Related to Perpetual motion machines and rocketry.
In my current worldbuilding project, people commonly employ enigmatic Clarkean machines called "spinners". They are two adjoined cubes, counter-rotating and effectively unstoppable. No amount of counter-torque can slow their rate of rotation. In addition, the speed at which the cubes rotate against each other can be "programmed" through a dizzying and convoluted series of mathematical instructions--a two-way mathematical dialogue via EM communication, where difficulty steps up in tandem with faster rotation. Some people have spent their entire lives unraveling and refining the rules that coax spinners up to greater and greater speeds.
Spinners are used in everything from portable heaters and electricity to vehicles and aircraft. Simple, dumb control circuitry can encourage lesser speeds from spinners, while the greatest speeds require computers of vast capability.
(In addition to speed, size may also be ordered in this way. Each cube is by default 20 cm to a side--about the span of 2 credit cards. They can be ordered to twice that in width and height and six times that in "length" parallel to the rotation axis. From two 20x20x20 cm cubes to two 40x40x120 cm rectangular "rods", and anywhere in between. It's also important to note that spinners have tensile & compressive strengths greater than any manmade material, they don't experience creep or stress deformation, and they start vaporizing at 8000 K.)
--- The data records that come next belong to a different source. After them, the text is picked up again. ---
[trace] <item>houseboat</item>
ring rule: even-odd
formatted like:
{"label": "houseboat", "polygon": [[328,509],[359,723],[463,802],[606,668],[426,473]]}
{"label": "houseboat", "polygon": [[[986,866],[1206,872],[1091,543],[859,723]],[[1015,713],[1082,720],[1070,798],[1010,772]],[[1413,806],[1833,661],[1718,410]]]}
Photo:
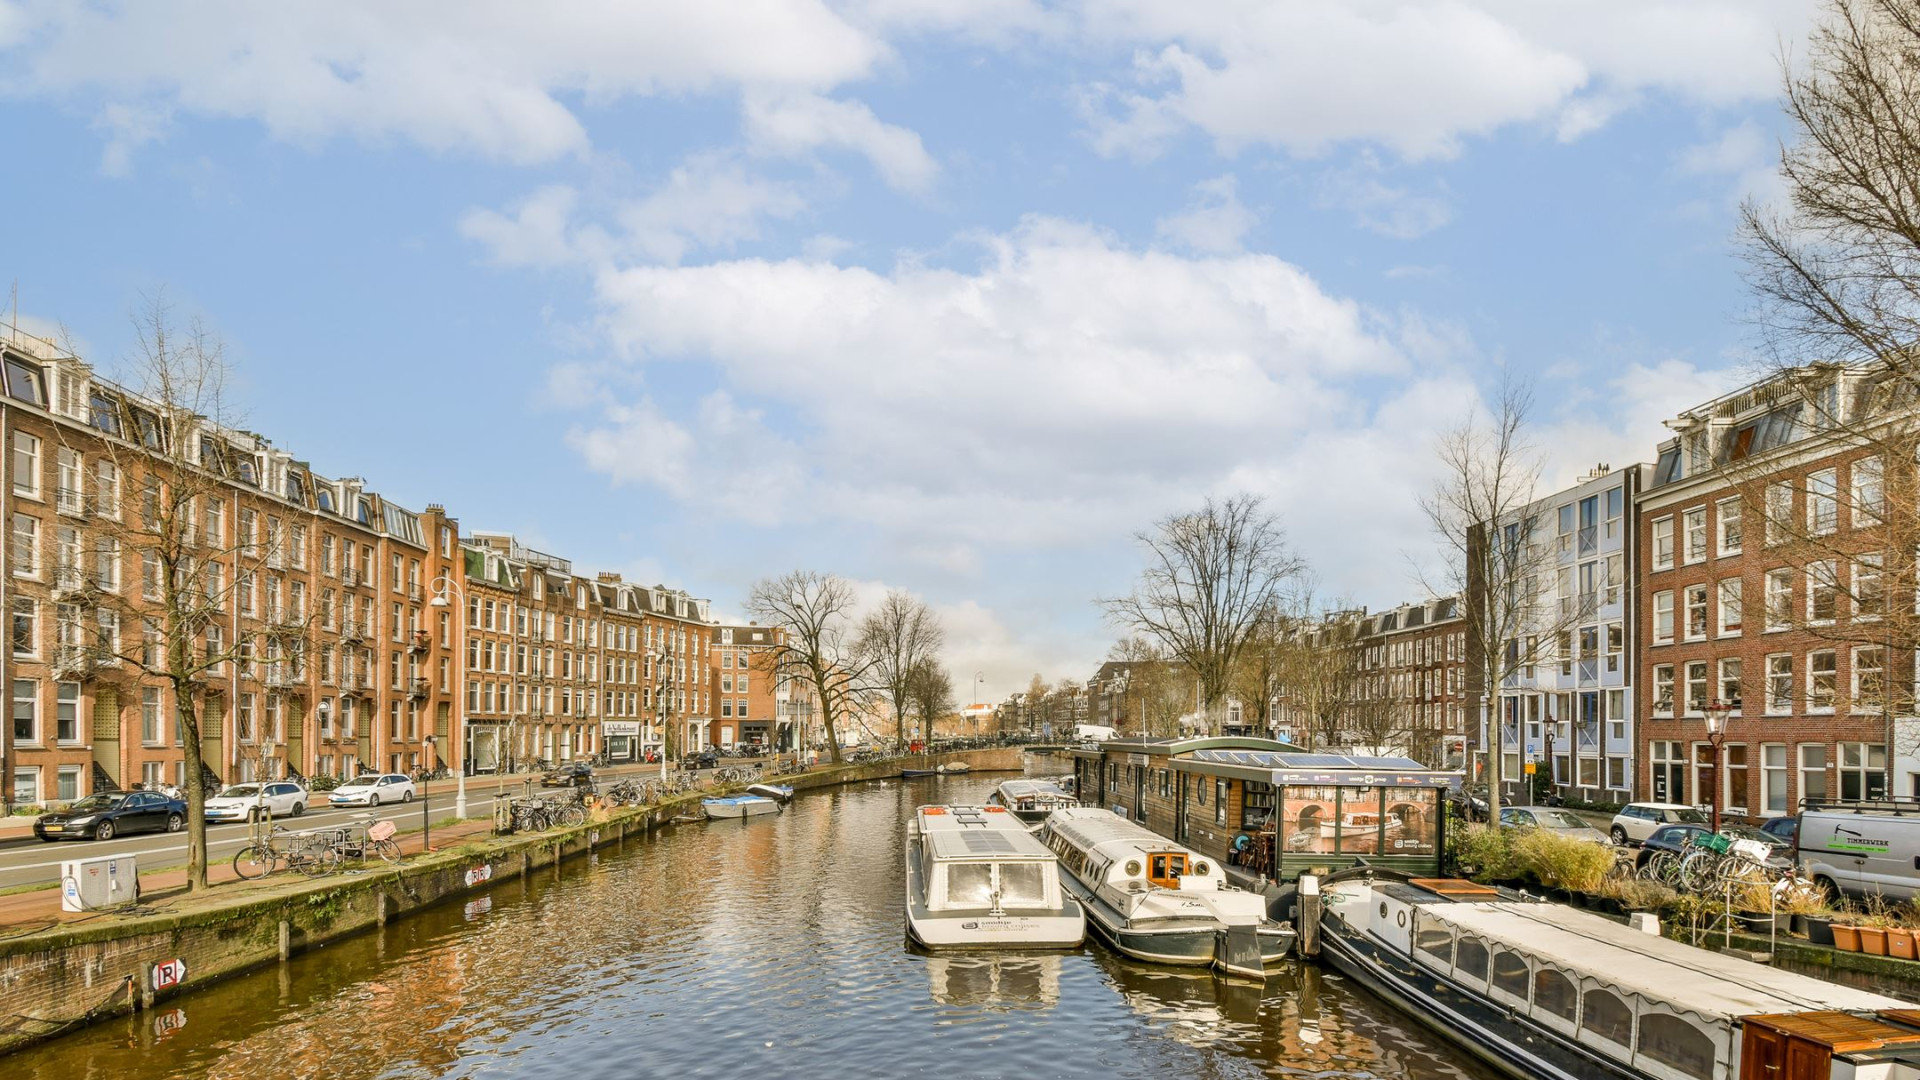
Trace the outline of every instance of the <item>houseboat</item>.
{"label": "houseboat", "polygon": [[923,806],[907,823],[907,933],[929,949],[1070,949],[1087,936],[1060,862],[1001,806]]}
{"label": "houseboat", "polygon": [[1365,860],[1440,873],[1442,796],[1460,774],[1402,757],[1308,753],[1240,736],[1114,739],[1075,750],[1075,794],[1248,879]]}
{"label": "houseboat", "polygon": [[1080,805],[1080,800],[1051,780],[1007,780],[994,789],[991,798],[995,805],[1012,811],[1029,829],[1039,828],[1055,810]]}
{"label": "houseboat", "polygon": [[1321,956],[1513,1080],[1913,1080],[1908,1002],[1471,882],[1322,883]]}
{"label": "houseboat", "polygon": [[780,804],[764,795],[729,795],[725,798],[700,800],[700,812],[707,820],[722,818],[750,818],[762,814],[777,814]]}
{"label": "houseboat", "polygon": [[1067,891],[1116,952],[1157,964],[1211,965],[1263,977],[1293,947],[1293,927],[1219,865],[1110,811],[1055,810],[1040,839],[1060,856]]}

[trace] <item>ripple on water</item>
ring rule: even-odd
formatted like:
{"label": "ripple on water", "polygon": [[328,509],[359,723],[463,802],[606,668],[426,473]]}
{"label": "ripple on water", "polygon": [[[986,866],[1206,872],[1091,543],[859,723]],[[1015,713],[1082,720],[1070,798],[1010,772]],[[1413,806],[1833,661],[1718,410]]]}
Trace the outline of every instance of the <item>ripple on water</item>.
{"label": "ripple on water", "polygon": [[1313,968],[1262,988],[1098,948],[928,956],[903,823],[988,777],[678,826],[7,1061],[8,1080],[832,1076],[1438,1080],[1466,1060]]}

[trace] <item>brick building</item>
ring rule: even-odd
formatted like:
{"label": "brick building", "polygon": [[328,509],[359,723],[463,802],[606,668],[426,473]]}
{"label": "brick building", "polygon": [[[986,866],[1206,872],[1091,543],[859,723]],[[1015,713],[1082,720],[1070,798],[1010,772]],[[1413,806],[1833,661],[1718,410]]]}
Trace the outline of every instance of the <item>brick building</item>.
{"label": "brick building", "polygon": [[707,668],[715,702],[714,743],[776,745],[775,647],[781,632],[758,623],[713,629]]}
{"label": "brick building", "polygon": [[[1809,394],[1848,408],[1861,377],[1809,369],[1668,421],[1636,541],[1642,797],[1710,801],[1706,710],[1719,703],[1732,707],[1719,799],[1735,817],[1888,793],[1890,751],[1912,721],[1886,702],[1910,700],[1913,658],[1876,641],[1887,541],[1863,510],[1884,499],[1884,469],[1807,408]],[[1853,554],[1808,561],[1801,533]],[[1914,785],[1909,769],[1894,786]]]}

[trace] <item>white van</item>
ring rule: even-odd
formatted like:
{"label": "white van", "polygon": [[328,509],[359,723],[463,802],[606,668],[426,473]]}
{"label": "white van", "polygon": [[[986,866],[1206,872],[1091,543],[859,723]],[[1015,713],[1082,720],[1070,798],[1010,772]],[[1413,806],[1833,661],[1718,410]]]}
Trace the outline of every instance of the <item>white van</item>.
{"label": "white van", "polygon": [[1798,842],[1801,872],[1831,892],[1920,893],[1920,801],[1808,803]]}

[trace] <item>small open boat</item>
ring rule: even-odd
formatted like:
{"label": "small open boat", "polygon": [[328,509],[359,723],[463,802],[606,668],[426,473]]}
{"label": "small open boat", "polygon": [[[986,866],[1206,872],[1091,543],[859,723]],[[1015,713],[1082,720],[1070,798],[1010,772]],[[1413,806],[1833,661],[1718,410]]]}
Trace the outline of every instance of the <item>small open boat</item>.
{"label": "small open boat", "polygon": [[787,784],[748,784],[747,794],[758,795],[775,802],[793,801],[793,788]]}
{"label": "small open boat", "polygon": [[901,769],[900,775],[912,779],[916,776],[939,776],[939,769]]}
{"label": "small open boat", "polygon": [[765,795],[729,795],[725,798],[701,799],[700,809],[710,821],[721,818],[750,818],[761,814],[777,814],[780,804]]}
{"label": "small open boat", "polygon": [[949,761],[945,765],[940,766],[940,769],[939,769],[939,772],[942,776],[956,776],[961,773],[970,773],[972,771],[973,771],[973,766],[967,764],[964,761]]}
{"label": "small open boat", "polygon": [[1086,913],[1060,862],[999,806],[923,806],[907,824],[907,933],[929,949],[1070,949]]}

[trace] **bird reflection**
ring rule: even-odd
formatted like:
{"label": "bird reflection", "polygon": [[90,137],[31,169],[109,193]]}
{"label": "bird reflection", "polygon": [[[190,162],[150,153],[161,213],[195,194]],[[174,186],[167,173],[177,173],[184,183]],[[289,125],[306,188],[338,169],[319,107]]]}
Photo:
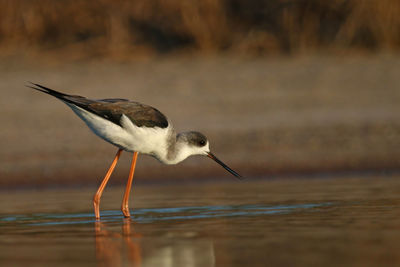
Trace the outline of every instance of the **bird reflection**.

My civilization is entering an age of high-altitude and orbital flight, and I would expect the application of these magical spinners may reach far into that domain. A fully extended spinner, two rectangular bars each twice as wide/high as a hand and over a meter long, may deliver an enormous amount of torque.
Aviation is outside my familiar research. Originally, I imagined a fan-powered supersonic aircraft, but as I started to look into it I saw a lot of doubt about whether a fan motor could do any useful work with a supersonic intake. Some comments I've seen say it is impossible. Supersonic shocks on the fan blades would cut the flight short and ensure a rough landing, no known material could withstand the stresses.
My previous question asked about rocket flight and how spinners would be involved in producing thrust with fuel and out of an atmosphere. This question is somewhat the opposite: how spinners may be used in producing thrust without fuel and in an atmosphere--supersonically.
Is my spinner-powered, supersonic fan motor impossible, or is that an unqualified conjecture? Is there a better hypothetical way to use spinners to achieve supersonic flight?